2. Technische und mechanische Risiken

  • Beschädigung der Bremsscheiben: Minderwertige Beläge sind oft entweder zu hart oder enthalten ungeeignete Metalleinschlüsse. Dies führt zu tiefen Rillen in den Bremsscheiben oder zu deren Überhitzung (Verzug). Die Folge: Die teuren Bremsscheiben müssen vorzeitig gewechselt werden.
  • Hoher Verschleiß: Billigbeläge nutzen sich oft wesentlich schneller ab als Markenprodukte. Die vermeintliche Ersparnis beim Kauf wird durch häufigere Werkstattbesuche wieder zunichtegemacht.
  • Ungleichmäßige Bremswirkung: Wenn die Fertigungstoleranzen nicht stimmen, bremsen die Räder unterschiedlich stark. Das Fahrzeug kann beim Bremsen aus der Spur ziehen und instabil werden.

3. Komforteinbußen

  • Starke Geräuschentwicklung: Minderwertige Beläge neigen extrem zu Quietsch- oder Schleifgeräuschen, da sie oft nicht über Anti-Quietsch-Bleche oder spezielle Abschrägungen (Chamfer) verfügen.
  • Aggressiver Bremsstaub: Der Abrieb billiger Beläge ist oft sehr hartnäckig und kann die Beschichtung von Alufelgen dauerhaft angreifen ("einbrennen").

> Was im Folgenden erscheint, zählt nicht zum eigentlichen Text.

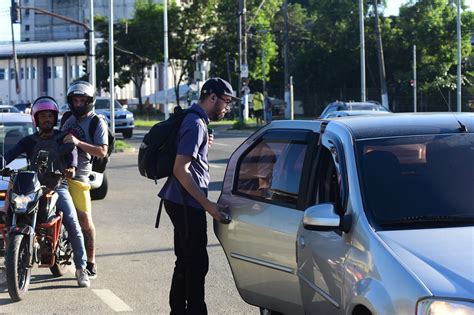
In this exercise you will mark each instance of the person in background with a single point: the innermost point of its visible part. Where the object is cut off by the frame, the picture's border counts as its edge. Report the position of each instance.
(81, 99)
(185, 198)
(257, 101)
(44, 113)
(268, 108)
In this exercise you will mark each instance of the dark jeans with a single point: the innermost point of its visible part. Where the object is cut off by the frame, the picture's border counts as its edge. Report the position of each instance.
(192, 261)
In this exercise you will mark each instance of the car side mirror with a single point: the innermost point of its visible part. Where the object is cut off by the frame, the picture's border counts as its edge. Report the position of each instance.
(323, 217)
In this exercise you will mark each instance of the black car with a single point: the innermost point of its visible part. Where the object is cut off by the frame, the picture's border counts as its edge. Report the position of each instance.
(338, 106)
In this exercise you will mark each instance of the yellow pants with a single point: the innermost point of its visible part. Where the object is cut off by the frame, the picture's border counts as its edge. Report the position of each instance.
(80, 193)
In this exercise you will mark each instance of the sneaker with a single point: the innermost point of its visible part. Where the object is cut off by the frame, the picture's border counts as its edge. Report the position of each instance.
(82, 278)
(91, 270)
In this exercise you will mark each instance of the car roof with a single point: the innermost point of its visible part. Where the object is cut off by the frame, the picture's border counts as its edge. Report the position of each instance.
(14, 117)
(358, 112)
(390, 125)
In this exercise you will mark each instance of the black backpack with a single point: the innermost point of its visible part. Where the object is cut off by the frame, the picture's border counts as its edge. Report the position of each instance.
(157, 152)
(98, 163)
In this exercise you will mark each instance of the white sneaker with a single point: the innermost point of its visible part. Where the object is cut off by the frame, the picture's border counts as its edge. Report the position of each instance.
(82, 278)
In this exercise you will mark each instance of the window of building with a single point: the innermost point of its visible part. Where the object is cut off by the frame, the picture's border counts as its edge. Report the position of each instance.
(58, 72)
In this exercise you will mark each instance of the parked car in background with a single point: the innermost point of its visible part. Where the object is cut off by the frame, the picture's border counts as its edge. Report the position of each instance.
(347, 106)
(13, 127)
(354, 215)
(23, 107)
(8, 109)
(124, 120)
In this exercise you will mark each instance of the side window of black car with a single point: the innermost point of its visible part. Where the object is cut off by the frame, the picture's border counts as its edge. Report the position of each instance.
(272, 170)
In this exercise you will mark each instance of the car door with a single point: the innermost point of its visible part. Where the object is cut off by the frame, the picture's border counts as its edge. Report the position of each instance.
(265, 200)
(321, 255)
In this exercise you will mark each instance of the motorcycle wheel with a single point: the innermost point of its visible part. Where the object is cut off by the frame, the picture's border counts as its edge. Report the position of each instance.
(18, 272)
(63, 254)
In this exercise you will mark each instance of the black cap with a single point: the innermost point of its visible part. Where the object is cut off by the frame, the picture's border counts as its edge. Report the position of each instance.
(218, 86)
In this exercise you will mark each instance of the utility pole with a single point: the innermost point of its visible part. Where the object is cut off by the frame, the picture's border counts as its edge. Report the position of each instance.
(362, 51)
(92, 75)
(285, 55)
(239, 90)
(245, 67)
(414, 78)
(378, 37)
(15, 17)
(111, 66)
(165, 30)
(458, 81)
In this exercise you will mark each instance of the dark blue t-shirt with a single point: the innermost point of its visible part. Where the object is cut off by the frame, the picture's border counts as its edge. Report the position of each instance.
(192, 140)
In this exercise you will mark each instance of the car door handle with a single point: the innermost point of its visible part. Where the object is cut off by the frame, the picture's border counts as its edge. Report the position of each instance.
(302, 242)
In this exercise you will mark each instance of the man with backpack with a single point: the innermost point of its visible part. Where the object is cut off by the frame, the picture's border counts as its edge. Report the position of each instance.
(185, 197)
(81, 99)
(61, 157)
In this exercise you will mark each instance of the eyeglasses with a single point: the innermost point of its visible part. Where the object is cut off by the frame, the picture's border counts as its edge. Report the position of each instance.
(228, 102)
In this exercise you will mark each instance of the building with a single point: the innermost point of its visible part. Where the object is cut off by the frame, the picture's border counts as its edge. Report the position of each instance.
(47, 68)
(39, 27)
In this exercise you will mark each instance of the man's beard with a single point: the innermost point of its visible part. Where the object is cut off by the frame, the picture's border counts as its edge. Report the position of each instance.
(47, 127)
(216, 116)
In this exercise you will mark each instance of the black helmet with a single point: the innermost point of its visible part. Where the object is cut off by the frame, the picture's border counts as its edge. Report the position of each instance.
(81, 88)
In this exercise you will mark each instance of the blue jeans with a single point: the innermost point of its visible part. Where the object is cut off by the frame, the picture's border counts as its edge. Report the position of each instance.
(71, 223)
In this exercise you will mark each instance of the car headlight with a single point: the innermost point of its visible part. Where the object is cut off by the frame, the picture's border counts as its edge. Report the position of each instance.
(444, 306)
(21, 201)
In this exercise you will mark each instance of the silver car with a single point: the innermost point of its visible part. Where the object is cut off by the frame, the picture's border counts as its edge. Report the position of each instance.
(354, 215)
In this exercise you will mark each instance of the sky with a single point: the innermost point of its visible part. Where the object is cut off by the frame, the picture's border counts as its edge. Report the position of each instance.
(5, 29)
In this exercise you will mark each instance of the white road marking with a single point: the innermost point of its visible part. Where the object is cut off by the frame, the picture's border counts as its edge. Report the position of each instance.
(113, 301)
(221, 144)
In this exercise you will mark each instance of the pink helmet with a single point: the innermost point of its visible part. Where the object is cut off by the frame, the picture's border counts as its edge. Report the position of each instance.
(43, 103)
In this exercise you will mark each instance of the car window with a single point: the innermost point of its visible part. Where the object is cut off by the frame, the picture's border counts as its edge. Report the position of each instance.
(418, 176)
(272, 170)
(104, 104)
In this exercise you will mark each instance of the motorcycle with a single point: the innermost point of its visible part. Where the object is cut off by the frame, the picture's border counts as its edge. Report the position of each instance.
(33, 230)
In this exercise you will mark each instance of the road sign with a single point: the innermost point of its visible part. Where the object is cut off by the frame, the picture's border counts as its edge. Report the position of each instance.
(244, 71)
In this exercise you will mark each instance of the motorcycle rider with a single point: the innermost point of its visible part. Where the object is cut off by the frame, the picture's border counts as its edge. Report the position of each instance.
(81, 99)
(44, 114)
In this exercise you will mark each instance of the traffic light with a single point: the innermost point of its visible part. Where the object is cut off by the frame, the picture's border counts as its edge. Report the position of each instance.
(85, 70)
(15, 12)
(87, 42)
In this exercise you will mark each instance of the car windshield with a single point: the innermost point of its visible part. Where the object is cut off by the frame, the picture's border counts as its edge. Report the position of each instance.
(418, 181)
(12, 132)
(372, 107)
(105, 104)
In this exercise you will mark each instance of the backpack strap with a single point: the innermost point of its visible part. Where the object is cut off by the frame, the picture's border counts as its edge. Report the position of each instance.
(64, 117)
(93, 126)
(158, 215)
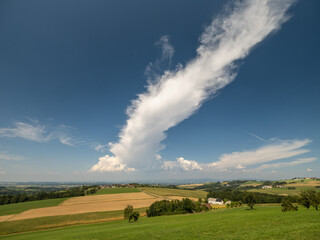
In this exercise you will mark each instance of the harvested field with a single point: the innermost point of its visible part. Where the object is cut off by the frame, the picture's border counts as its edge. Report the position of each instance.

4. Rechtliche und finanzielle Risiken

  • Erlöschen der Betriebserlaubnis: In der EU müssen Bremsbeläge der ECE-R90-Norm entsprechen. Viele Billigprodukte besitzen dieses Prüfzeichen nicht. Wird ein solcher Belag eingebaut, verliert das Fahrzeug offiziell seine Zulassung für den Straßenverkehr.
  • Verlust des Versicherungsschutzes: Kommt es zu einem Unfall und stellt ein Gutachter fest, dass nicht zugelassene oder minderwertige Bremsbeläge ursächlich waren, kann die Versicherung Regressansprüche stellen oder die Zahlung verweigern.
  • Haftung: Bei Personenschäden drohen dem Fahrzeughalter (oder der Werkstatt, die sie eingebaut hat) strafrechtliche Konsequenzen.

Woran erkennt man gute Qualität?

Achten Sie beim Kauf immer auf:

  1. ECE-R90-Prüfzeichen: Ein eingekreistes „E“ gefolgt von einer Nummer (z. B. E1 für Deutschland) auf der Rückseite des Belags.
  2. Bekannte Marken: Vertrauen Sie auf Erstausrüster (z. B. ATE, Brembo, Bosch, TRW, Textar, Jurid).
  3. Seriöse Quellen: Kaufen Sie keine extrem billigen Angebote auf Plattformen, bei denen der Absender nicht nachvollziehbar ist (Gefahr von Plagiaten).

Fazit: Die Ersparnis von 20 oder 30 Euro bei Bremsbelägen steht in keinem Verhältnis zum Risiko eines schweren Unfalls oder teurer Folgeschäden am Fahrzeug.